センターの中の食堂で昼食を頂いた。高齢者のための食堂であるが、特別に食事をすることができた。バイキング方式で、本日のメニューはハンバーグと魚、ポテトである。大変美味しかった。
責任者は若い独身のキビキビした女性所長(ハネさん)で施設の案内をしてくれながら説明してくれた。
右の方が所長さんのハネさんです。
左は通訳をしてくれた宮下孝美さん。デンマークに30年間在住してガイドをされています.
 ここは11年前に工場の跡地に建築した建物である。65歳以上の年金者が経営しており、市職員が4人いてお手伝いをしながら管理している。年間予算は180万クローネ(約2,880万円)特別養護ホームに入る人の3人分の予算である。
ビリヤード、トランプ、ダンス、ビデオの作成、花づくり、コンピュターの勉強、オーケストラ等40のサークルがある。とても気持ちよく楽しみ、みんな美しく年をとっている姿は感動的である。
工作室もあり、色々な木工製品を作り楽しんでいる人もいる。年金者組合の人が、機関紙を作り印刷していた。理事会があり経営しているとのことである。ボランティアの部屋もあり、高齢者が書類などを出すための代行などの手伝いをしている。

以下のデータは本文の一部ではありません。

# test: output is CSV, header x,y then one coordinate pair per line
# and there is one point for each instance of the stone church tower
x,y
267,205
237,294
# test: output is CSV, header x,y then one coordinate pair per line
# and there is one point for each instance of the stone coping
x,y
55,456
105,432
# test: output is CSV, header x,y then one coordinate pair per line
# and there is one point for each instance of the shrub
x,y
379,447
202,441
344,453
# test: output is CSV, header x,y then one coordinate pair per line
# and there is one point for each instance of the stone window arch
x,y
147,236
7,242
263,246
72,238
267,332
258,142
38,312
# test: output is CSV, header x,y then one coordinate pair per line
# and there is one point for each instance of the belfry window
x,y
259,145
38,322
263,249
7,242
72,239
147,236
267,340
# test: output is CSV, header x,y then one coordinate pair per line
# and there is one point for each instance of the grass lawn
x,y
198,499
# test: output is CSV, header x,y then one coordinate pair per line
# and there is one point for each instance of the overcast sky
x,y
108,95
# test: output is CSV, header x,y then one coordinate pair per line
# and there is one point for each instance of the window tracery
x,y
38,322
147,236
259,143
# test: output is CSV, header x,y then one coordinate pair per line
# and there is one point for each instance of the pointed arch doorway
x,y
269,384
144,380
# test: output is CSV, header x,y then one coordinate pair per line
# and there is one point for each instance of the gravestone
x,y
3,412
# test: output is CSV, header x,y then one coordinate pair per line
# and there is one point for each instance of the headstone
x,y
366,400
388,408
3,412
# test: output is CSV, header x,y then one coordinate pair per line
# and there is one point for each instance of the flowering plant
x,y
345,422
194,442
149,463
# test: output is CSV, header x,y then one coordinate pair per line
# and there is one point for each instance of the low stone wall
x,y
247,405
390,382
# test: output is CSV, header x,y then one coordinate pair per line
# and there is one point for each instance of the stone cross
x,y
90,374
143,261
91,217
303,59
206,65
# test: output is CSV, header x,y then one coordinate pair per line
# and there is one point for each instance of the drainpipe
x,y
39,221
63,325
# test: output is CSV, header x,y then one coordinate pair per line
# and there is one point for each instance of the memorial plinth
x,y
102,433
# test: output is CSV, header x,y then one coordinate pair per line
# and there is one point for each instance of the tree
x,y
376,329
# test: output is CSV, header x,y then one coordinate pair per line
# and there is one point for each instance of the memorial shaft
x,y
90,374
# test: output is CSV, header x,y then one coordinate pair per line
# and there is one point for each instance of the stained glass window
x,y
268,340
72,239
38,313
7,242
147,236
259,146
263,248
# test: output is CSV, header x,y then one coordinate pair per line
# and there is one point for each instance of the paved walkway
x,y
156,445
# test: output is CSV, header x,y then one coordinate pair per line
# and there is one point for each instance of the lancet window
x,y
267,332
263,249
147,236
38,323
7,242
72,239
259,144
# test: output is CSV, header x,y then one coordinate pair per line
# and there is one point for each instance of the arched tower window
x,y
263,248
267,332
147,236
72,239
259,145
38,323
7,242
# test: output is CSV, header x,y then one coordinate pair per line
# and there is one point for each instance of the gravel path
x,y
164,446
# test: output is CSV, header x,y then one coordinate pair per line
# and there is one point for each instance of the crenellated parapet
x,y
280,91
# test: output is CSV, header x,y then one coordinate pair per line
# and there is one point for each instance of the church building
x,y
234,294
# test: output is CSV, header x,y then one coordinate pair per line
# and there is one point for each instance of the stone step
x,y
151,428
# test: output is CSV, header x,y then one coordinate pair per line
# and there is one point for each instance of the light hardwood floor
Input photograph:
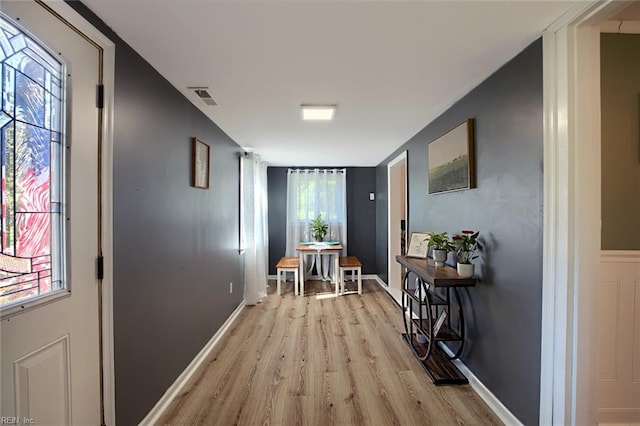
x,y
320,360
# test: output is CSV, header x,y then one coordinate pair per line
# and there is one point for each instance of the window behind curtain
x,y
311,192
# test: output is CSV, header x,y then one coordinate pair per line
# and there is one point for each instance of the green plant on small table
x,y
318,228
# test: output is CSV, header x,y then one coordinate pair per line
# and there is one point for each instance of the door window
x,y
32,156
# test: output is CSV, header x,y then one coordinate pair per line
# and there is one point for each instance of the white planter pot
x,y
440,256
465,270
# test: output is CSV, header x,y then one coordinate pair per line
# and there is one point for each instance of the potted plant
x,y
441,246
466,244
318,228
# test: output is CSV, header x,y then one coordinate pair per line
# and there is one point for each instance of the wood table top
x,y
319,247
439,276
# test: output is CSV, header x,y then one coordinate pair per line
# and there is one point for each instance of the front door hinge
x,y
100,96
100,267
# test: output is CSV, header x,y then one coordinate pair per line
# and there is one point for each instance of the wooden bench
x,y
288,264
350,263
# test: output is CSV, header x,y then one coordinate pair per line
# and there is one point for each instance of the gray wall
x,y
620,84
504,311
175,247
361,215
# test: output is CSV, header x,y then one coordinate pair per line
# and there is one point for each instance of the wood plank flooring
x,y
321,360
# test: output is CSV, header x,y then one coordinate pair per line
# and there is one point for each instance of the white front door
x,y
50,354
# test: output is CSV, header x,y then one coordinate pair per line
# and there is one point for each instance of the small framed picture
x,y
200,164
418,245
451,161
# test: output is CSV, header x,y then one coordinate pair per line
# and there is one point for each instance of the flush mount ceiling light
x,y
318,112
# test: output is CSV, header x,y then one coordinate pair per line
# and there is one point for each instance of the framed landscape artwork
x,y
200,164
418,245
451,160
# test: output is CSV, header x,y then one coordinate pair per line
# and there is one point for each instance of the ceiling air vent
x,y
204,93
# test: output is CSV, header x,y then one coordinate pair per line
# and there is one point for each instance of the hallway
x,y
318,360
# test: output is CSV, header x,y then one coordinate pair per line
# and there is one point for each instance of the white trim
x,y
107,236
108,80
172,392
483,392
620,256
571,232
402,157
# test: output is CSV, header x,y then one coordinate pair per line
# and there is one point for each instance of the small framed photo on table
x,y
200,164
418,245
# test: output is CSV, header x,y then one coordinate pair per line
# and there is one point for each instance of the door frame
x,y
391,235
73,19
572,203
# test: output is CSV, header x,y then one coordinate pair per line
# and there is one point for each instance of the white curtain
x,y
311,193
254,232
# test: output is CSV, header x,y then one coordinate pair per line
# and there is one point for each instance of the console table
x,y
431,317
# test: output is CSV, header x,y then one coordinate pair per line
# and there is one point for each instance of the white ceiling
x,y
390,66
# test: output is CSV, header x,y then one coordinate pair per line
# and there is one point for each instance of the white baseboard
x,y
176,387
489,398
318,277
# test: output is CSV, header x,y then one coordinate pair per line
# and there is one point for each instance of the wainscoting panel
x,y
619,337
42,384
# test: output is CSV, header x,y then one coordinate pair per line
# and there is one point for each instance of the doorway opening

 高齢者住宅が45戸、ファミリー住宅10戸、若者向け住宅2戸ある。ここの施設は65歳以上なら誰でも利用できる。登録もする必要がない。色々な材料費も無料。友情や、社会性を養うところであり、夫や妻に先立たれたものが、ここに来て、エレルギーを得られる場所でもある。市の人口の22%が年金生活者である。小さな市なので、顔身み知りの友達も一杯おり、開設時には想像できなかった、週800人の利用者がいる。場所が狭くなってきている。送迎車もある。健康が一番大事であり、予防のためにもこのような施設の果たす役割が大きい。施設は、通常は土曜日、日曜日は休みであるが、使いたい人がいれば「カギ」を貸せるとのこと。施設では、いじめや人を排除することはまったくない。・・・デンマークではありえないことであると質問にはっきり答えていた。すべての高齢者が、こざっぱりした格好で、それぞれ合った着物を着ており格調がある。清潔感あふれた年金者で、老後を楽しんでいる。なんともすばらしいことか。・・
 施設内にある、一つの高齢者住宅を見学させてもらった。80歳の女性で、開設以来11年間すんでいる。家賃は1ケ月4,500クローネ(72,000円)で、半分は市から補助が出るとのこと。

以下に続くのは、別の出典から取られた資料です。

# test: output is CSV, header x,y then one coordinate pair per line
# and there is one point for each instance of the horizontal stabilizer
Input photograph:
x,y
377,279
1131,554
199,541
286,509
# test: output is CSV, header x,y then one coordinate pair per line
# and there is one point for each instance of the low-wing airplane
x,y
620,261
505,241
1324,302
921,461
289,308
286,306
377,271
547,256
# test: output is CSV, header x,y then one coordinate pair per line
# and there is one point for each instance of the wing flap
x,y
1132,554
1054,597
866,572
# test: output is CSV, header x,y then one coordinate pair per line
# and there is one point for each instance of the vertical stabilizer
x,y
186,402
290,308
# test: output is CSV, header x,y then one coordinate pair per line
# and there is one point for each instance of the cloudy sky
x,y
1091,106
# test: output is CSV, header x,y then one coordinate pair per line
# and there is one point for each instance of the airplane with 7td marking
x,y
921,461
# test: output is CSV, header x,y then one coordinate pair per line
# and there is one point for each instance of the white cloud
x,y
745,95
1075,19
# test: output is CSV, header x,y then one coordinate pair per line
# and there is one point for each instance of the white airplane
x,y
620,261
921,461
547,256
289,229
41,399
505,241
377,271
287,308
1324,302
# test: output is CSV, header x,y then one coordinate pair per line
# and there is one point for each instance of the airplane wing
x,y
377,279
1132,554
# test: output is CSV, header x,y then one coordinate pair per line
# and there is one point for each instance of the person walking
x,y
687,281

 寝室、居間、勝手、風呂があり、きちんと整理されている。買い物はベンツで行くとのこと。帰りがけに玄関先にベンツがあるのをみた。(何と手押し車であった・・そのユーモアには敬服した)
 亡くなった夫は漁師だった。現在のような生活は、当然の権利であるとのこと。
 高齢者がこんなに明るく、老後を楽しんでいる姿をみたことがない。日本では、家族に気がねし、介護保険の保険料や、利用料の負担があり、長生きしてすまないと思っているお年寄りさえいる。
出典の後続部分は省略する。